Conclusions and recommendations from the Ombudsman's report, February 2003
The findings in the cases reported today and the themes emerging from those still under investigation lead me to conclude that:
- The Department of Health's guidance and support to date has not provided the secure foundation needed to enable a fair and transparent system of eligibility for funding for long term care to be operated across the country;
- What guidance there is has been misinterpreted and mis-applied by some health authorities when developing and reviewing their own eligibility criteria;
- Further problems have arisen in the application of local criteria to individuals;
- The effect has been to cause injustice and hardship to some people.
I therefore recommend that strategic health authorities and primary care trusts should:
- Review the criteria used by their predecessor bodies, and the way those criteria were applied, since 1996. They will need to take into account the Coughlan judgment, guidance issued by the Department of Health and my findings;
- Make efforts to remedy any consequent financial injustice to patients, where the criteria, or the way they were applied, were not clearly appropriate or fair. This will include attempting to identify any patients in their area who may wrongly have been made to pay for their care in a home and making appropriate recompense to them or their estates.

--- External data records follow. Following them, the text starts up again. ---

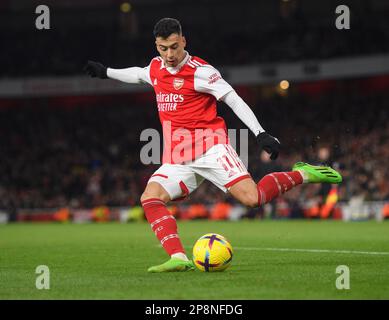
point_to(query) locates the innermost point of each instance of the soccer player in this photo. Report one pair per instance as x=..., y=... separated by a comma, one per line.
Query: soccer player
x=196, y=145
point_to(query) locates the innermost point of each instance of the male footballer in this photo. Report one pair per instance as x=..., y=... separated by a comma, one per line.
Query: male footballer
x=196, y=145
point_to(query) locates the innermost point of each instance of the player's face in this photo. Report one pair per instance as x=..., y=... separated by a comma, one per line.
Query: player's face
x=171, y=49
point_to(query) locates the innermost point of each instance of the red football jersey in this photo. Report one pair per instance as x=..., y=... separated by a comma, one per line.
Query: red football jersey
x=186, y=99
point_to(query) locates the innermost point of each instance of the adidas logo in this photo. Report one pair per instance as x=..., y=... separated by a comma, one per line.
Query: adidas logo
x=231, y=173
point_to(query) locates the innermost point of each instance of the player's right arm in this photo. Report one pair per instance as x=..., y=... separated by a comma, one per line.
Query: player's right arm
x=129, y=75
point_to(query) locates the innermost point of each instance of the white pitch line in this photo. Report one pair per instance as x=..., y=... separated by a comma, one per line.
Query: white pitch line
x=383, y=253
x=313, y=250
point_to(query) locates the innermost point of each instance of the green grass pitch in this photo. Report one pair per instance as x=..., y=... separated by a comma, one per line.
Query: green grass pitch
x=109, y=261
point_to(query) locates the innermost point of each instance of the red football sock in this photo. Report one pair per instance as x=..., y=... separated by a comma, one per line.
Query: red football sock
x=163, y=224
x=274, y=184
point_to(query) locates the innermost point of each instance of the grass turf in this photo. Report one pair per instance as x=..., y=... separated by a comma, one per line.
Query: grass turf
x=109, y=261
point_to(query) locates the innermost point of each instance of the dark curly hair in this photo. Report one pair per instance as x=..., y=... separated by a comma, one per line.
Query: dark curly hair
x=166, y=26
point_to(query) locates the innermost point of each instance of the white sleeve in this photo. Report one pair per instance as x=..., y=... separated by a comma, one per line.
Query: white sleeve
x=130, y=75
x=209, y=80
x=243, y=111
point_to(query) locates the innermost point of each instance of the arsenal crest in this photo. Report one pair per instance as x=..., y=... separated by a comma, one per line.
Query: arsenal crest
x=178, y=83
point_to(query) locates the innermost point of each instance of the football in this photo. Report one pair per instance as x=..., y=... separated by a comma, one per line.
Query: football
x=212, y=252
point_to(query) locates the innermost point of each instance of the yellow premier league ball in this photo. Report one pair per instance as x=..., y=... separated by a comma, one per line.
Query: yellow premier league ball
x=212, y=252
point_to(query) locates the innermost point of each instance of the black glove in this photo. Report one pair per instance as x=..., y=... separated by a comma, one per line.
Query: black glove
x=270, y=144
x=96, y=69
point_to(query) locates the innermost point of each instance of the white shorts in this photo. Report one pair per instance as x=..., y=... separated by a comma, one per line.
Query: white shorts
x=219, y=165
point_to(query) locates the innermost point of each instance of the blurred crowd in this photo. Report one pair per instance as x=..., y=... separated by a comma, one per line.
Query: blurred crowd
x=89, y=156
x=287, y=33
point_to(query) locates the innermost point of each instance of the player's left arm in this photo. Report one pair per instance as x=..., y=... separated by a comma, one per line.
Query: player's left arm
x=209, y=80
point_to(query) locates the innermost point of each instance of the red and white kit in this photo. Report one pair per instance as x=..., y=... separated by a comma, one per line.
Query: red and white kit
x=196, y=144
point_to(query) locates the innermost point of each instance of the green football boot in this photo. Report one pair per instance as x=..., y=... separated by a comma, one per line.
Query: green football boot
x=318, y=174
x=173, y=265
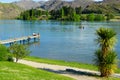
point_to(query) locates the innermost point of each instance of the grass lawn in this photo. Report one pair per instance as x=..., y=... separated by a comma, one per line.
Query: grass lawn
x=15, y=71
x=64, y=63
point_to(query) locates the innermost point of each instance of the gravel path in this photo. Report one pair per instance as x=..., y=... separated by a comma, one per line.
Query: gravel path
x=75, y=73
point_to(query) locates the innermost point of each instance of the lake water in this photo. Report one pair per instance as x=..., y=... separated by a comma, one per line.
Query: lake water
x=59, y=40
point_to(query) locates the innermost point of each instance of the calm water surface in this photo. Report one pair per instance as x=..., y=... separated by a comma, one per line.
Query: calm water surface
x=59, y=40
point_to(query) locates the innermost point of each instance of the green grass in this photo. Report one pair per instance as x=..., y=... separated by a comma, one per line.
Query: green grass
x=64, y=63
x=15, y=71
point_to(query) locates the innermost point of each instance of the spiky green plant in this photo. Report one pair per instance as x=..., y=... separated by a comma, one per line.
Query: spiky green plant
x=105, y=57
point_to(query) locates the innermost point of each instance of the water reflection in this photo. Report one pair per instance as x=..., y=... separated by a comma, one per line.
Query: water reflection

I also recommend that the Department of Health should:
- Consider how they can support and monitor the performance of authorities and primary care trusts in this work. That might involve the Department assessing whether, from 1996 to date, criteria being used were in line with the law and guidance. Where they were not, the Department might need to coordinate effort to remedy any financial injustice to patients affected;
- Review the national guidance on eligibility for continuing NHS health care, making it much clearer in new guidance the situations when the NHS must provide funding and those where it is left to the discretion of NHS bodies locally. This guidance may need to include detailed definitions of terms used and case examples of patterns of need likely to mean NHS funding should be provided;
- Consider being more proactive in checking that criteria used in the future follow that guidance;
- Consider how to link assessment of eligibility for continuing NHS health care into the single assessment process and whether the Department should provide further support to the development of reliable assessment methods.